Irrigation seems to go on more actively even than lower down; I saw to-day no less than twenty-four shadoofs all in a row, and in full play. The men that worked them, mostly naked, were of every colour between a new halfpenny and an old shoe, and the effect of them all toiling away and surrounded by groups of squatting onlookers was very striking.
Hosseyn, my servant, the angler, is having his head shaved on deck; when he has done I shall visit the town.
Meanwhile I have had a visit from the government doctor, a rather intelligent man who made his studies in Pisa.
Here comes Hosseyn clean-shaven. He is a nice boy, eager and willing—but wants varnish; he can never address me without scratching his spine at its lowest extremity; Audrey herself could not have done it in a manner more naïvely unconventional. Though only twenty, he has had two wives; not liking the first, who snubbed his relations, he gave her three months' wages and dismissed her. To avoid further unpleasantness he then married his cousin: "She good woman—very quiet—good tongue."
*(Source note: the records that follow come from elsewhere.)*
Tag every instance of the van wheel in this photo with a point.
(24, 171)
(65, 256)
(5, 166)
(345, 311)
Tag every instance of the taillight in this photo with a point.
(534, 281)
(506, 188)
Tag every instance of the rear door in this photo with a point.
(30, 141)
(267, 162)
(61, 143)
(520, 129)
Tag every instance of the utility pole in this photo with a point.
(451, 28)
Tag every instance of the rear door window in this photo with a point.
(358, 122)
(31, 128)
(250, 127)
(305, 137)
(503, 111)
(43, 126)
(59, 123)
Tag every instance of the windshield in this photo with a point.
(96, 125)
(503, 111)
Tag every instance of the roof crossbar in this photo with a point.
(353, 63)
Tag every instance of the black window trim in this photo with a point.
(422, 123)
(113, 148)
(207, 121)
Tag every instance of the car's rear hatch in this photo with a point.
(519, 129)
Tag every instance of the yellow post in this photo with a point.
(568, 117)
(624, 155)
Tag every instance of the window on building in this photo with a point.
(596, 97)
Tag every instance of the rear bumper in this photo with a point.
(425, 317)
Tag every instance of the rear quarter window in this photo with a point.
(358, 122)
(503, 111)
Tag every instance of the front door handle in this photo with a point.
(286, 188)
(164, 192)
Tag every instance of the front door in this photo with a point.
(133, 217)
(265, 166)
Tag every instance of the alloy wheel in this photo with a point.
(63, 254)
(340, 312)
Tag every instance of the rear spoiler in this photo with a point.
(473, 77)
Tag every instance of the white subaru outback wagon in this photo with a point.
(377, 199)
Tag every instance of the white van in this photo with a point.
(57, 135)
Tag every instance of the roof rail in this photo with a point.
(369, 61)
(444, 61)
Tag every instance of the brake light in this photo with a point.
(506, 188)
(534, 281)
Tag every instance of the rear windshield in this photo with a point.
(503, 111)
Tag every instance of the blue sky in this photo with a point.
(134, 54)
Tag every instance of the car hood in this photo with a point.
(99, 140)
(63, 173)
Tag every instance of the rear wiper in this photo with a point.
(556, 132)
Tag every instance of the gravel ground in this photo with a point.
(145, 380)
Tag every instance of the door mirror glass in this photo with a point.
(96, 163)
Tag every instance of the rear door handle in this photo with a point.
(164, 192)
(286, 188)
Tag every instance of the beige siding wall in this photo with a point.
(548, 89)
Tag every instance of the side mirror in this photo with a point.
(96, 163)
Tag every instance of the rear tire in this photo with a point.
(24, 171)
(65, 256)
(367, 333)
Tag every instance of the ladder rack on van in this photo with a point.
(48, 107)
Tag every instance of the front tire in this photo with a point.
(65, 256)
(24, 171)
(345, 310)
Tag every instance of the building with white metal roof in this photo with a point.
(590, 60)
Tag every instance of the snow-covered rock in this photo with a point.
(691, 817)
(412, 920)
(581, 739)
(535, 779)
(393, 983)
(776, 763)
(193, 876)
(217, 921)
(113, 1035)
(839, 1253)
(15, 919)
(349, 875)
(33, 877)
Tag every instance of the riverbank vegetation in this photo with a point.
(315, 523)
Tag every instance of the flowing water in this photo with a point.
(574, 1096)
The village at which we have landed is very picturesque. The mud and brick architecture is here carried out with some care and is entirely delightful. The walls are mostly crowned with an openwork finish made by a simple arrangement of the bricks which is most effective. Sometimes, as, for instance, in the cemetery, they are surmounted by crenulations like those we see in the old Assyrian monuments; the heads of the doorways are decorated with a charming sort of diapered ornament, capable of great variety and produced entirely by the arrangement in patterns of the bricks; the patterns being painted black and the ground filled in with white. The woodwork in the windows is also very pretty, and altogether the general aspect of the houses most novel and striking.
Beyond the village I wandered into a delightful garden; a half cultivated wilderness of palm and gum trees in which one came on unexpected pergolas, and lovely garden trees all pouring out their most intoxicating scents under the fiercest sun I ever walked beneath. I saw oleanders, the flowers of which were as thick as roses and smelt like a quintessence of nectarines; there were also some beautiful olive trees with weeping branches—a thing I had never seen before—and with berries as large as plums. Overhead, amongst the yellow dates, sat doves the colour of pale violets.
Syoot itself is beautifully situated amongst groves and gardens; except in that it is brown and not white, it reminded me much of an Algerine town; it is very unlike Cairo. The rock-cut tombs in the mountain above the town are so mutilated and disfigured that little can be made of them; but they have that stamp of vastness which is so characteristic of all the ancient monuments of this country.
The view from the height is very fine. The river has barely begun to fall yet, so that everything is reflected in the great sheets of water that cover the land. At evening I saw the sunset through the tall palm trees, with the domes of Syoot dark against its flaming light.